Recap
I'm building a smart solar monitoring system that uses three panels with a clean reference to eliminate weather effects and directly measure dust-induced losses in real time. One panel stays pristine as a baseline, and comparing the two under identical sky conditions gives a performance ratio that reveals soiling immediately. The goal is to use environmental sensors and edge AI to predict exactly when cleaning is needed, before efficiency drops enough to impact revenue. This beats fixed-schedule cleaning or waiting for output to degrade.Also this is complementary to my Master's thesis of a minute Shape memory Alloy based solar panel cleaning robot
Previous posts:
- SolarSense - Part 1 - Introduction, The POC Built and The Plan
- SolarSense - Part 2 - Can Arduino CAN?
- SolarSense - Part 3 - PCB Schematics Walkthrough
Why CAN?
Because I CAN.. Alright i will stop with the Pun. Why have CAN to say if a panel is soiled or clean? The real challenge comes during the AI training phase. Since I need to experiment with different timeframes of statistical compression (avg, max etc). I need to collect massive amounts of raw sensor data from the three panels over weeks or months to train an edge AI model that can predict soiling. That data volume cannot flow over regular wireless. I am talking about 10 sensor types updating at different rates, with measurements from multiple sample points. LoRa bandwidth would be a bottleneck. WiFi demands power and gets unreliable outdoors. Both add latency and packet loss that corrupt the data stream. Coming to think of it, it is like Stock trading, you need to identify the right timewindow to calculate the indicators of performance.
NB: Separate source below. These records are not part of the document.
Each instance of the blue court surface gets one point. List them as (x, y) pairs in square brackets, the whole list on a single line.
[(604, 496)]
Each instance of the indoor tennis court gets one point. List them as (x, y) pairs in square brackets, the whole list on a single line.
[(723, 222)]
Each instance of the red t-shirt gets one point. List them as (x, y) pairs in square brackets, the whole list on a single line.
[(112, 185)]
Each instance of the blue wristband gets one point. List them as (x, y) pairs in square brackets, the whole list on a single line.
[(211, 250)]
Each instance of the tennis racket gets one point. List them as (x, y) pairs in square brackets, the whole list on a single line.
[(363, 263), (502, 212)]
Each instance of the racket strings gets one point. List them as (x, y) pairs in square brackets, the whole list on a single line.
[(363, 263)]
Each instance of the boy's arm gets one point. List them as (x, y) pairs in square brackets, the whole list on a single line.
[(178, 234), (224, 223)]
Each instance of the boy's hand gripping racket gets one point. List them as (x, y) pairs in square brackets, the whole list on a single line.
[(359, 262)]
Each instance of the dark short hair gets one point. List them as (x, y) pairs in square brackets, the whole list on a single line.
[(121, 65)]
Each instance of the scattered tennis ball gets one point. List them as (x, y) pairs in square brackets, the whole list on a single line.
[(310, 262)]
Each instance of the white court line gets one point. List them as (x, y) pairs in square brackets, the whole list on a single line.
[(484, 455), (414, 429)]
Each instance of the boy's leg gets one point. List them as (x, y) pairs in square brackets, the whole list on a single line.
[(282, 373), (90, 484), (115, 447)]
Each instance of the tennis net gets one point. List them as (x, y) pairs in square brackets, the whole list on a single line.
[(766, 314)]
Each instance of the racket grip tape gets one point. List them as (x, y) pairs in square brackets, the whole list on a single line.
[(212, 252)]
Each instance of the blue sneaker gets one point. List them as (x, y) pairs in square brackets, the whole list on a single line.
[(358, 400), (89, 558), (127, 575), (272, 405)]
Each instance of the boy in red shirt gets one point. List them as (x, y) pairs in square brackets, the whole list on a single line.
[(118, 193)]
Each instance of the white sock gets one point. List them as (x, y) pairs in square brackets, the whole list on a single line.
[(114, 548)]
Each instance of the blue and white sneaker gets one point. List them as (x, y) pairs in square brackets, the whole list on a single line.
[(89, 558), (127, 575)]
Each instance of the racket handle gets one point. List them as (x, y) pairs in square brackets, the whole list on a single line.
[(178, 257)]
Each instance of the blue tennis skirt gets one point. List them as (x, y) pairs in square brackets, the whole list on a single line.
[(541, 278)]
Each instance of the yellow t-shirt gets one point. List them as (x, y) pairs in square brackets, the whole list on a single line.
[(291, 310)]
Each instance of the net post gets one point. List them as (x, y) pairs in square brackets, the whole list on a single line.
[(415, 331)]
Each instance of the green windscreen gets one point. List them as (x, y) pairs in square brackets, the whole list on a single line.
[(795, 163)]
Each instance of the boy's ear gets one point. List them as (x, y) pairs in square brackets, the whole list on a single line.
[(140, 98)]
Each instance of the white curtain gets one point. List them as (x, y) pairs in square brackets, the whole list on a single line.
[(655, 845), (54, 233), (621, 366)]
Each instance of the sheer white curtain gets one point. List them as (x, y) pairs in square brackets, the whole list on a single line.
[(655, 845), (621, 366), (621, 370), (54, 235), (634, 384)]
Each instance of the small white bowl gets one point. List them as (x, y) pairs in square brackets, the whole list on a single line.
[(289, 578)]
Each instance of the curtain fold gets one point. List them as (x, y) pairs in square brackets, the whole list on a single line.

My plan is to eventually deploy the measurement station at a remote location on a rooftop or pole - away from the gateway for safety and unobstructed sky access. The CAN bus with shielded twisted pair can run 50+ meters reliably without the noise and dropout issues of wireless. That cable will carry all the raw telemetry at full fidelity back to the gateway for logging and later analysis.
CAN also gives me a standardized, well understood protocol. Building custom serial handling for this much data would be error prone and hard to debug. CAN peripheral support is built into the STM32 hardware. The protocol itself enforces packet integrity with checksums and acknowledgments. If a frame gets corrupted, i know about it instead of silently logging garbage.
Stress testing my implementation early on a controlled bus lets me validate reliability before field deployment. If the CAN implementation fails during a rainstorm in Kerala, i will lose months of data. Better to find problems in the lab.
Once the model is trained and deployed remotely, the picture changes completely. At that point, the edge device runs the AI inference on all the raw sensor data locally and only sends back the results - a simple alert saying clean or soiled, confidence level, maybe a status update every hour. That traffic is tiny and LoRa is perfect for it. A few kilobytes per day over LoRa is completely practical. So the architecture splits nicely: CAN for the high bandwidth data collection phase, LoRa for the low bandwidth deployment phase.
The Protocol Design
The protocol uses classic CAN - standard 11-bit IDs and 8-byte payloads at 500 kbps. I avoided CAN FD because the older Nucleo boards do not support it well, and 500 kbps is more than enough for my use case.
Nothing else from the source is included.